What type of volume are you scanning on a daily basis?
You need to take a deep dive into departmental and end user needs, and really look at the volume of pages they need to image and capture. This brings up a point I discus on a daily basis: Do you want to scan or capture? You may read this and say, what in the world are you talking about, but here is an explanation below:
Let’s create a definition and define a feature set for scanning applications. A scanning application is just a means to take paper, and quickly and easily convert it from paper to digital form. They are well suited to environments with very basic needs, and what I call “onsie-twosie” scanning, or low volume environments. Their feature sets provide very basic functionality, and may allow the use of basic separation, and very basic integrations with SharePoint. The majority of scanning hardware vendors bundle these applications with their hardware, although there are vendors that have taken it to the next level, and provide enhanced scanning capabilities beyond the typical bundled software.
Document Capture software can be utilized for basic scanning needs, but takes you to a whole new level from a “capture” perspective. These applications typically have a number of ways to “slice and dice” documents, and really focus on efficiency, and minimizing the time required to scan, index and capture data. Capture software provides numerous ways to automatically populate columns, including barcode reading, database lookups, OCR, and data extraction. True capture applications provide integration with scanners, folders with images, SharePoint Web Dav folders, etc. Any organization that is serious about processing paper documents, and want to do it in the most efficient, standardized manner, should look seriously at advanced capture applications.
Capture applications are typically well suited to high volume situations or in situations where data can be extracted automatically. Scanning applications are suited for very simple operations, and usually suited to low volume.
What type of scanning device(s) are you going to utilize?
There are only a few applications out there that will provide you with the ability to scan from any type of device. Are you going to use network based scanning devices or direct connect scanners? Look into support in these specific areas:
• What type of drivers are supported? ISIS, TWAIN, and VRS should all be allowed.
• Can hot folder functionality provide the auto-import and processing of all different image types, PDF included? Hot folder functionality should span local, network and WebDav folders.
Beware of “panel” based applications. They are typically very static, and can provide a line at the MFP/Copier as people are entering information about their documents at the actual device.
What output format do you want in the SharePoint libraries?

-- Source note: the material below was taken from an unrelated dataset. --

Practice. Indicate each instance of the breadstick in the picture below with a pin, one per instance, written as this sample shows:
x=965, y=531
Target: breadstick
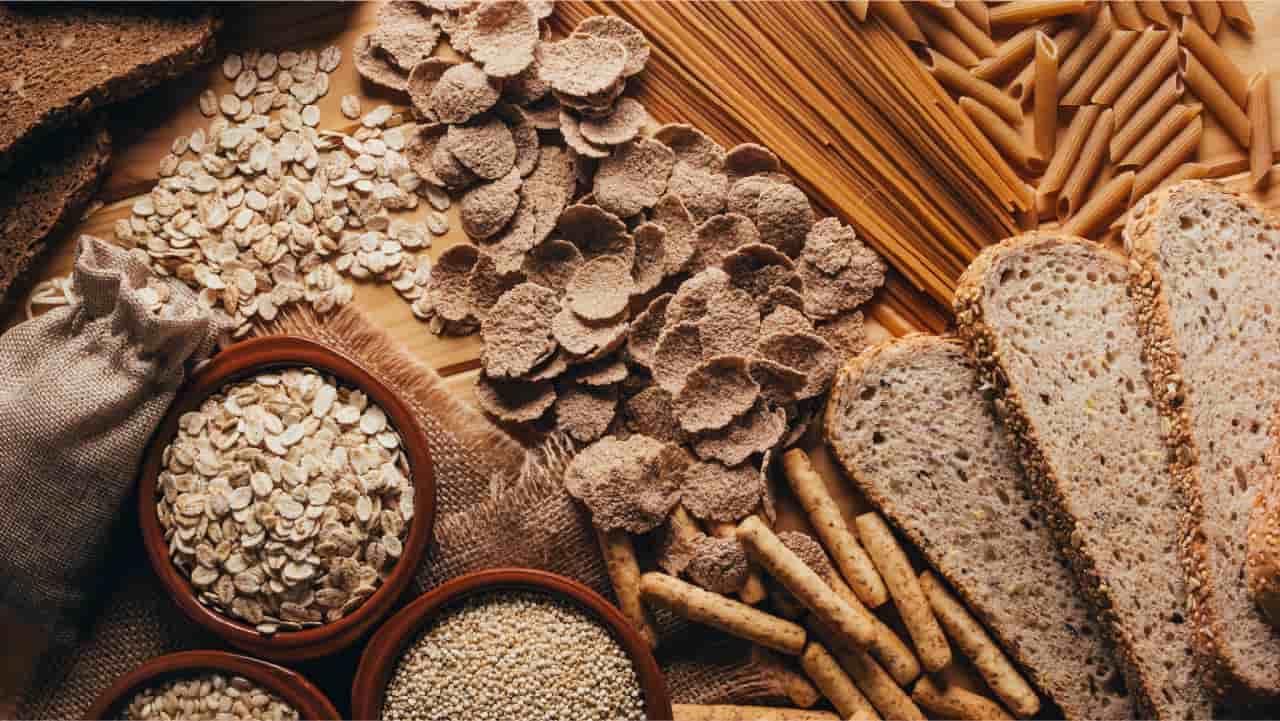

Scanning and capture applications today provide a broad array of image output formats, but the standard seems to be PDF Image with Hidden Text. This provides an all in one container for the original image and the searchable text. Install the PDF iFilter, and you have a searchable content store. There are some specialized usages that may require other formats. For instance, if you are importing JPEGs with EXIF tags with your advanced capture application, you will want to keep the original JPEG file with tags intact rather than performing a conversion.
What Scanning and Capture features will be necessary in your environment?
What features should you look for? This is the most difficult question of them all, and you really need to find an application that has a broad and expansive feature set to make sure you can cover today’s needs, and the needs of your organization in the future. This BLOG post is a great place to start:
Trends in Scanning and Capture
Just a few stats here to get you on your way:
• The standard scanned page can be estimated at 50K in size (at 300DPI)
• A file cabinet contains between 10,000 and 12,000 pages
This can give you a quick idea of how much storage will be required, and let you do some growth estimation over time.
You should also use these numbers to see if you should use the SharePoint DB for content storage, or utilize Remote BLOB Storage (RBS). SharePoint 2010 with SQL 2008 R2 allows this without the need for additional software through the FILESTREAM provider.
How will I view images once they are in SharePoint?
Without a viewer add-on, SharePoint will require you to open an image to view pages. This can be problematic if you are serving up large image files. Definitely take a look at some of the image viewer add ons to SharePoint. My favorite, VizitSP SharePoint Viewer, provides the ability to view/preview, annotate, image process, search (column based and full text) and have multiple images open in a tabbed view. This is an absolute necessity if you are going to give end users the best experience possible.
Just some questions to get the gears turning and make sure you get all the pieces to the puzzle.